Sriharikota (Andhra Pradesh) Sept. 8: The Indian Space Research Organisation (Isro) on Thursday scored a major success when its GSLV-F05 rocket, powered by an indigenous cryogenic engine, successfully launched a two-tonne class meteorological satellite, the INSAT-3DR, into Geosynchronous Transfer Orbit (GTO).
This is the third successive launch powered by an indigenous cryogenic stage, one of three engines on the GSLV rocket, the other two being solid and liquid-fuelled stages.
The rocket lifted off at 4.50 pm, after Isro delayed the launch by 40 minutes due to an 'anomaly' it found at the last minute.
The GSLV-F05 rose into sky with a deep growl, breaking free from the second launch pad at the Satish Dhawan Space Centre. The 49.1 metre tall rocket, weighing 415.2 tonnes, rapidly rose towards the sky, spewing a thick orange plume.

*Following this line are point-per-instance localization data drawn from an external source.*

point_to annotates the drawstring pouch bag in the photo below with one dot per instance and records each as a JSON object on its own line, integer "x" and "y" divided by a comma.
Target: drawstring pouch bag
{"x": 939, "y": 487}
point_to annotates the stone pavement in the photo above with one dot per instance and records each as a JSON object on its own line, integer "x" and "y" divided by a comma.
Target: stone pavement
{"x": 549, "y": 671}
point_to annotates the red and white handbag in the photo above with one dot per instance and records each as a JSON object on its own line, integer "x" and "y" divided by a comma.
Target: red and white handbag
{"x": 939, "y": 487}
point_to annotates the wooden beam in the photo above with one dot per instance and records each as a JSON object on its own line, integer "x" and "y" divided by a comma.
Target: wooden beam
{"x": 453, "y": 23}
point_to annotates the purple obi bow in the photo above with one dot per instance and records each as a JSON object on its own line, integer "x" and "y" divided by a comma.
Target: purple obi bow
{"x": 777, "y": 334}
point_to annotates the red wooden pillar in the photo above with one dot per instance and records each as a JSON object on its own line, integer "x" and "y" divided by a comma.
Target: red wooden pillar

The rocket helped put the INSAT-3DR satellite, a weather satellite that can also aid in search and rescue (SAR) operations, into GTO around 17 minutes into the flight.
The GSLV is a three-stage rocket. The first stage is fired by a solid-fuel motor, with four strap-on liquid-fuelled boosters. The second is powered by liquid fuel and the third is the Isro-developed cryogenic engine.
ISRO is perfecting the crucial cryogenic engine technology to save precious foreign exchange by launching heavier satellites on its own.
ISRO has so far relied on the European Space Agency's Ariane rocket to launch its heavy communication satellites.
India pays around Rs 500 crore ($75 million) as the launch fee for sending up a 3.5 tonne communication satellite. The satellite cost is separate.
ISRO can now launch satellites weighing around 2-2.5 tonnes till such time it readies an advanced GSLV variant -- GSLV-Mark III -- that can lug satellites weighing around four tonnes.